Two-thirds of Irish want a shorter working day


The majority of Irish people are not satisfied with the length of their working day, new research has revealed.

According to an iReach study, 66% of workers feel their day is too long and would favour fewer hours.

Most people work an average eight-hour day but believe their productivity would increase if this was reduced by around two hours.

The study also found that women were more in favour a shorter day than men.

Over the past number of years, Sweden has started moving towards a standard six-hour work day, measuring any potential benefits to not only people's mental and physical wellbeing but also a company's productivity.

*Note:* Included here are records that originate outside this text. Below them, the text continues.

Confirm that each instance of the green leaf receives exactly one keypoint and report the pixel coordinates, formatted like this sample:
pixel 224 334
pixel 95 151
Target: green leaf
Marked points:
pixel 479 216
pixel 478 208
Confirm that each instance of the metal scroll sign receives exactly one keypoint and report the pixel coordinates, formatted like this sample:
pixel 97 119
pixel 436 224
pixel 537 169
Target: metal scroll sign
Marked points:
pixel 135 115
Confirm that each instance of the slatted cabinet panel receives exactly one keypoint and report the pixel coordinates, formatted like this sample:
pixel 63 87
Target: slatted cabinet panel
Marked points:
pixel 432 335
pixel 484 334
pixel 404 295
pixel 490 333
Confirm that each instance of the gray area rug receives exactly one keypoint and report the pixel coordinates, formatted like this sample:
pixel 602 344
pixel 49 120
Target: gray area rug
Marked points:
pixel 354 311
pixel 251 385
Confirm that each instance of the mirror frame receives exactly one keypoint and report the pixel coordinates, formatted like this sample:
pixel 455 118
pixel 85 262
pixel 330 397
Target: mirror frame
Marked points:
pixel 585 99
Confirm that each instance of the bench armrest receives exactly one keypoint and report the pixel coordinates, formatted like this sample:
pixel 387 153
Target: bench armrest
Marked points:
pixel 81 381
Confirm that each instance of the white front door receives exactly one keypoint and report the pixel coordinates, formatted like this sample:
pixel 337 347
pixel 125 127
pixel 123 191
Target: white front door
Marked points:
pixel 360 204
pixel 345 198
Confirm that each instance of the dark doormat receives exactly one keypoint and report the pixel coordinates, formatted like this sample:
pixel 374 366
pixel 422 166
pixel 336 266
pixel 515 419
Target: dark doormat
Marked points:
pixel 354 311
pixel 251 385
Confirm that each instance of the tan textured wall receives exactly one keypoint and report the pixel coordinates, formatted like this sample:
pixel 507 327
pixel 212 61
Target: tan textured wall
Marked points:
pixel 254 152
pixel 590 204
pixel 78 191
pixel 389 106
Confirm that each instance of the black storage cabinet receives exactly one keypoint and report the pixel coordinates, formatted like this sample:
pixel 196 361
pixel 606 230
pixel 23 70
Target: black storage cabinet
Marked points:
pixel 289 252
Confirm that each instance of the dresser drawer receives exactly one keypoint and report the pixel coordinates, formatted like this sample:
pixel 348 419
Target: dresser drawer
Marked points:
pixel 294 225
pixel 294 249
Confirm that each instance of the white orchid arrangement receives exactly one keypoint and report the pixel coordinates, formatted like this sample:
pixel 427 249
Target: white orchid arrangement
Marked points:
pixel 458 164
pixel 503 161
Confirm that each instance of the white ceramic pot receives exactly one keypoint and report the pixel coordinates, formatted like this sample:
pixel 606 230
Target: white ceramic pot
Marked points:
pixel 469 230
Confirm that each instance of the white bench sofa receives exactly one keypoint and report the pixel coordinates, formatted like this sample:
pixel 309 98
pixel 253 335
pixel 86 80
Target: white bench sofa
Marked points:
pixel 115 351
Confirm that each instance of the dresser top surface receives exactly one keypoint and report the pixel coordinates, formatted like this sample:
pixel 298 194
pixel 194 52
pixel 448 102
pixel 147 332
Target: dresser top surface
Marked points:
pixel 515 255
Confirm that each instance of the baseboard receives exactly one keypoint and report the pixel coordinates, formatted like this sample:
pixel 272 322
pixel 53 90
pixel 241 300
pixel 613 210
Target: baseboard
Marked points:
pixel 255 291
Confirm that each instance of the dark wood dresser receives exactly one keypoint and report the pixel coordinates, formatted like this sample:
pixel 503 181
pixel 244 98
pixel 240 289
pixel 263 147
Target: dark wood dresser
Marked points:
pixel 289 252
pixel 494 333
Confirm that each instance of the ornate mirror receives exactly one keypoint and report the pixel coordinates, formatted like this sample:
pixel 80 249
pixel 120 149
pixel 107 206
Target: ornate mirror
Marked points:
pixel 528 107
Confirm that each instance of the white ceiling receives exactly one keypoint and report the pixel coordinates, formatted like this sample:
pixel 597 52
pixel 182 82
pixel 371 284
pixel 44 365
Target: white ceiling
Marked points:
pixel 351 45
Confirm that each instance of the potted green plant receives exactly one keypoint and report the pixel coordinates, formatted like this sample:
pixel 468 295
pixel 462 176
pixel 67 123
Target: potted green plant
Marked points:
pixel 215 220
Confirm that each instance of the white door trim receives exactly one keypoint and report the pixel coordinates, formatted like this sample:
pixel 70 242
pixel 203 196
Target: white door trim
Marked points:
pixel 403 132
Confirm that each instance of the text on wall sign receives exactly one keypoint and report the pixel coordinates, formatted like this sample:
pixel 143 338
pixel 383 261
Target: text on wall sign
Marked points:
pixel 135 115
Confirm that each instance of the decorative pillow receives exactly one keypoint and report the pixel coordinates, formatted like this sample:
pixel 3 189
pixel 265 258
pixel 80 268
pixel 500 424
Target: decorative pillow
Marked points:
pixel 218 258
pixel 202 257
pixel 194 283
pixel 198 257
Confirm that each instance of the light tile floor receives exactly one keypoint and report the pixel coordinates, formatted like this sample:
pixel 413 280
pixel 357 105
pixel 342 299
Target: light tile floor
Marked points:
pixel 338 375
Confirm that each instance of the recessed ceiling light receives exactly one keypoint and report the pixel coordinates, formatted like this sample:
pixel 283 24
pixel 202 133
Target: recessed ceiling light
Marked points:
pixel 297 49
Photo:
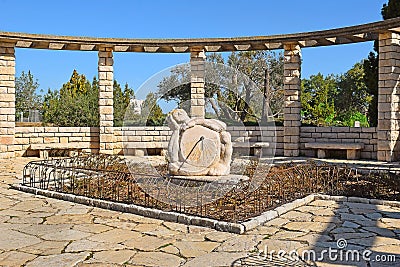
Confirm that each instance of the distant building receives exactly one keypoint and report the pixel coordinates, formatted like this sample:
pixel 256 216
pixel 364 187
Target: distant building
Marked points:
pixel 137 105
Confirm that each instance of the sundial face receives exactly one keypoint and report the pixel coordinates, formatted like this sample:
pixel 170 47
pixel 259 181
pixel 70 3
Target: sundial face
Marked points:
pixel 200 146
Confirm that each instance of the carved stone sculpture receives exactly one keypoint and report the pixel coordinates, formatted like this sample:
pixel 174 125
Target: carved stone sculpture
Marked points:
pixel 198 146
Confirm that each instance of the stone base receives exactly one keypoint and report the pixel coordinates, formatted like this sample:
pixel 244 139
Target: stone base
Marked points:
pixel 234 178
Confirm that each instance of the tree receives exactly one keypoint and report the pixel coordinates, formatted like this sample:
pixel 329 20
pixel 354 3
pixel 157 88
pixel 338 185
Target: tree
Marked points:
pixel 317 99
pixel 26 97
pixel 121 102
pixel 151 113
pixel 388 11
pixel 352 93
pixel 76 104
pixel 231 94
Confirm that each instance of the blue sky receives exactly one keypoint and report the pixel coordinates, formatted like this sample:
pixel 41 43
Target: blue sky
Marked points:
pixel 177 19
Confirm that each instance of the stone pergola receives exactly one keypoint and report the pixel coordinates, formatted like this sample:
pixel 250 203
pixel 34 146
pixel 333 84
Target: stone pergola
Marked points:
pixel 387 32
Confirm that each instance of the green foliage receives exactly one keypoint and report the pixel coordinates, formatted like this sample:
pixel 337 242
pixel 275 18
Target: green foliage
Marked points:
pixel 336 100
pixel 151 111
pixel 26 97
pixel 352 94
pixel 371 82
pixel 237 99
pixel 76 104
pixel 121 102
pixel 388 11
pixel 350 117
pixel 317 99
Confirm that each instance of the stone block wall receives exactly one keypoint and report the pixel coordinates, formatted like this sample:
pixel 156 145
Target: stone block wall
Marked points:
pixel 292 88
pixel 365 135
pixel 24 136
pixel 146 136
pixel 106 80
pixel 7 99
pixel 389 97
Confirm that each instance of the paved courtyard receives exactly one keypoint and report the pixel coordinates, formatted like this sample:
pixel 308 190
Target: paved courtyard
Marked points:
pixel 40 231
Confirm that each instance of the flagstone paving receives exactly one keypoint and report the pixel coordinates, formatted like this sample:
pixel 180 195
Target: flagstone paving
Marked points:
pixel 40 231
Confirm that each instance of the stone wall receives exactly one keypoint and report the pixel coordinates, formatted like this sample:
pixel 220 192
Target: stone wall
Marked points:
pixel 138 136
pixel 24 136
pixel 7 99
pixel 366 135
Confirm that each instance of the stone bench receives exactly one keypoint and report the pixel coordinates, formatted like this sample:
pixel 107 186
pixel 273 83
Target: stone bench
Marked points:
pixel 44 149
pixel 257 146
pixel 353 149
pixel 141 148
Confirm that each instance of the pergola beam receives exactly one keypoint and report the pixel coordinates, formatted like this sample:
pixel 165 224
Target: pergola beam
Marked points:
pixel 353 34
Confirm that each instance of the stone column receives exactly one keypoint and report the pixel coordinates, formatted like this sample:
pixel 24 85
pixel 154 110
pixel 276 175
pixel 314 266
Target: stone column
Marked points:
pixel 197 82
pixel 7 99
pixel 292 83
pixel 106 79
pixel 389 97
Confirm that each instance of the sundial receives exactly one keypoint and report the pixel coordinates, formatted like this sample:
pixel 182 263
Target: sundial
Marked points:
pixel 198 147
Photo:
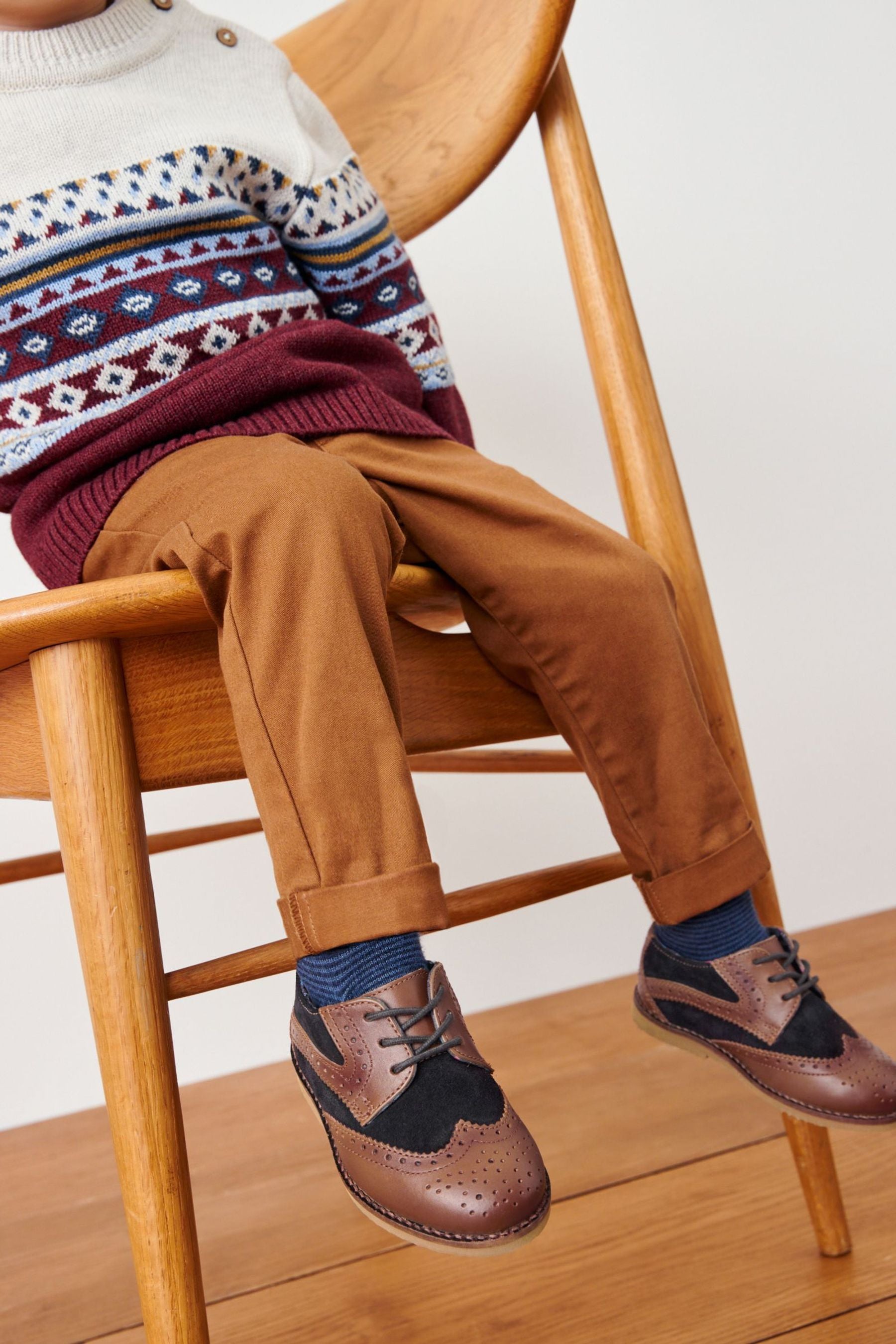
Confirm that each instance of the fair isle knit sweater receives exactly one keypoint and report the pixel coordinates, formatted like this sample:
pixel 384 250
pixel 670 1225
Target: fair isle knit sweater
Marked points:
pixel 189 249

For the past year, nurses at the Svartedalens retirement home have worked six hours a day (with their eight-hour salary intact) as part of an experimental trial.

Results have shown that, when compared with a control group in a similar facility, the 68 Svartedalens nurses took half as much sick time as those in the control group.

They were also 2.8 times less likely to take any time off in a two-week period.

Gothenburg-based Toyota service centres adopted the six-hour day 14 years ago and reported happier employees, a 25% profit increase, lower staff turnover rates and greater ease in hiring new staff.

Stockholm app developer Filimundus introduced the hours in 2014.

Speaking to Fast Company last year, CEO Linus Feldt said:

"I think the eight-hour work day is not as effective as one would think. To stay focused on a specific work task for eight hours is a huge challenge. In order to cope, we mix in things and pauses to make the work day more endurable. At the same time, we are having it hard to manage our private life outside of work...

"My impression now is that it is easier to focus more intensely on the work that needs to be done and you have the stamina to do it and still have energy left when leaving the office".

In August 2015, a University College London review of 25 studies involving more than 600,000 workers found that people who worked 55 hours or more per week had a 33% greater risk of stroke than those on 35-40 hours. There was also a 13% increased risk of developing coronary heart disease.